Message: Who knows what might happen if there’s another unexplained explosion at a top military facility.
Recent explosions have added to the growing sense of paranoia within Iran, with the regime fearing it will be the target of a surprise military strike by Israel or the US…
Ayatollah Ali Khamenei, Iran’s spiritual leader, issued a directive to the heads of all the country’s military, intelligence and security organisations to take all necessary measures to protect the regime.
Gen Jaafari responded to this directive by ordering Revolutionary Guards units to redistribute Iran’s arsenal of long-range Shahab missiles to secret sites around the country where they would be safe from enemy attack and could be used to launch retaliatory attacks.
In addition, the Iranian air force has formed a number of “rapid reaction units”, which have been carrying out extensive exercises to practice a response to an enemy air attack.
I’m in the unusual position here of wondering if, for once, their paranoia is justified. If you missed the NYT story in Headlines this morning about that mysterious boom at an Iranian missile base a few weeks ago, read it now. So massive was the explosion, allegedly, that “the base was almost completely leveled in the blast.” And these weren’t just any missiles: They were solid-fuel.

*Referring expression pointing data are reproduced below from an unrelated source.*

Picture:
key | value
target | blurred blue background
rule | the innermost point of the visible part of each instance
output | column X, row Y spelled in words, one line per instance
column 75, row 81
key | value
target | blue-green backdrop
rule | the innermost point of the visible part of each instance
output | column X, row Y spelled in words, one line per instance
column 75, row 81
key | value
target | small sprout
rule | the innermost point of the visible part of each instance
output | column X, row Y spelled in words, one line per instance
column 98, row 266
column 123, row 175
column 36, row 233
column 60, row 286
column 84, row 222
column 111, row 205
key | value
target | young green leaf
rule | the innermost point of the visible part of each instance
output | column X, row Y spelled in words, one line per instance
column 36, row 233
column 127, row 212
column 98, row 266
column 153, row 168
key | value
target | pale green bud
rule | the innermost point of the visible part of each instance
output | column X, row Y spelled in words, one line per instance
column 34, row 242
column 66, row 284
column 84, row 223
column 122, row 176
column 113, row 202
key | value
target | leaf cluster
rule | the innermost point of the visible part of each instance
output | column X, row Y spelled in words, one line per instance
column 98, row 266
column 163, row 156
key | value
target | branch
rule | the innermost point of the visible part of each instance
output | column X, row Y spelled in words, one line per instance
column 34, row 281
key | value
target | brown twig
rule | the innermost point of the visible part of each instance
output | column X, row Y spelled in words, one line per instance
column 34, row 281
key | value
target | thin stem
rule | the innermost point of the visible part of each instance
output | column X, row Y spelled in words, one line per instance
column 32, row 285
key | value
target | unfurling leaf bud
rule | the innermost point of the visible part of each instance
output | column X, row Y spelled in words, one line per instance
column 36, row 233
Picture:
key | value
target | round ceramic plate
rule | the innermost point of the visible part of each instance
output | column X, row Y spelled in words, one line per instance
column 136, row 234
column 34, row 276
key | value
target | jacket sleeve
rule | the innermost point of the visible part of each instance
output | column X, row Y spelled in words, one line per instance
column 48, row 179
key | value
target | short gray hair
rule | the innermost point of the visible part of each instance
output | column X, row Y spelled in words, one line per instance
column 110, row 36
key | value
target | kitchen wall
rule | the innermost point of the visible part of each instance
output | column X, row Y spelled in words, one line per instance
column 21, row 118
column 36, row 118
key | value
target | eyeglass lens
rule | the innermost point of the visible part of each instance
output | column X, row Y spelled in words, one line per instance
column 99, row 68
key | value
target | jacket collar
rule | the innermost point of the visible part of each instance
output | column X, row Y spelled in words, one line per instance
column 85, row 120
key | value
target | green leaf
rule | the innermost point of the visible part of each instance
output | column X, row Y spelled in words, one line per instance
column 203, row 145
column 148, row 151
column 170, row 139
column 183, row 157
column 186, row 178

Missiles powered by solid fuels rather than liquids have no need for trucks to fill them with volatile fluids, and can be fired on short notice, making them hard for other nations to destroy before they are launched. That would add to Iran’s ability to protect its nuclear sites from an Israeli strike — a subject of renewed debate in Israel in recent weeks — because Iran could threaten to retaliate before many of its missiles were struck. Solid-fuel missiles are also easier to hide. For those reasons, modern militaries rely on solid fuels for their deadliest missiles.
In other words, this is just the sort of thing you’d want to snuff before launching an attack. Coincidentally, the other mysterious explosion in Iran recently — in Isfahan, near one of their nuclear facilities — also allegedly hit the bullseye by damaging a storage unit of the uranium conversion plant there. Israeli intel officials told the Times of London that blast was no accident; U.S. officials told the NYT that the other blast at the missile base probably was an accident, caused by Iran’s mishandling of the solid-fuel components. On the one hand, it’s hard to believe the U.S. or Israel could sneak a bomb into the base so huge that it managed to level the entire compound. On the other hand, c’mon. An accident, at a top missile facility, just as tensions are peaking? Nobody gets that lucky.
The other cause for justifiable Iranian paranoia is the fact that one of our most secret drones was either shot down or crashed there near the border with Afghanistan. And yes, it is a fact, not propaganda: Senior U.S. officials and military officials confirm that the drone’s in Iranian hands. This isn’t an attack model but a surveillance model, one so stealthy that the White House used it to watch Bin Laden’s compound deep inside Pakistan and unbeknownst to ISI. The bad news is, China’s own drone program should get a quickie boost once Iran starts sharing technological secrets gleaned from the crashed model. The good news is, according to Danger Room, the drone is already outdated thanks to “systems now moving into an operational role [that] are scores of times more effective than the [RQ-170] Sentinel’s full-motion video.” Not an intel coup, in other words, but its mere presence over Iran is one more reason for them to be on edge.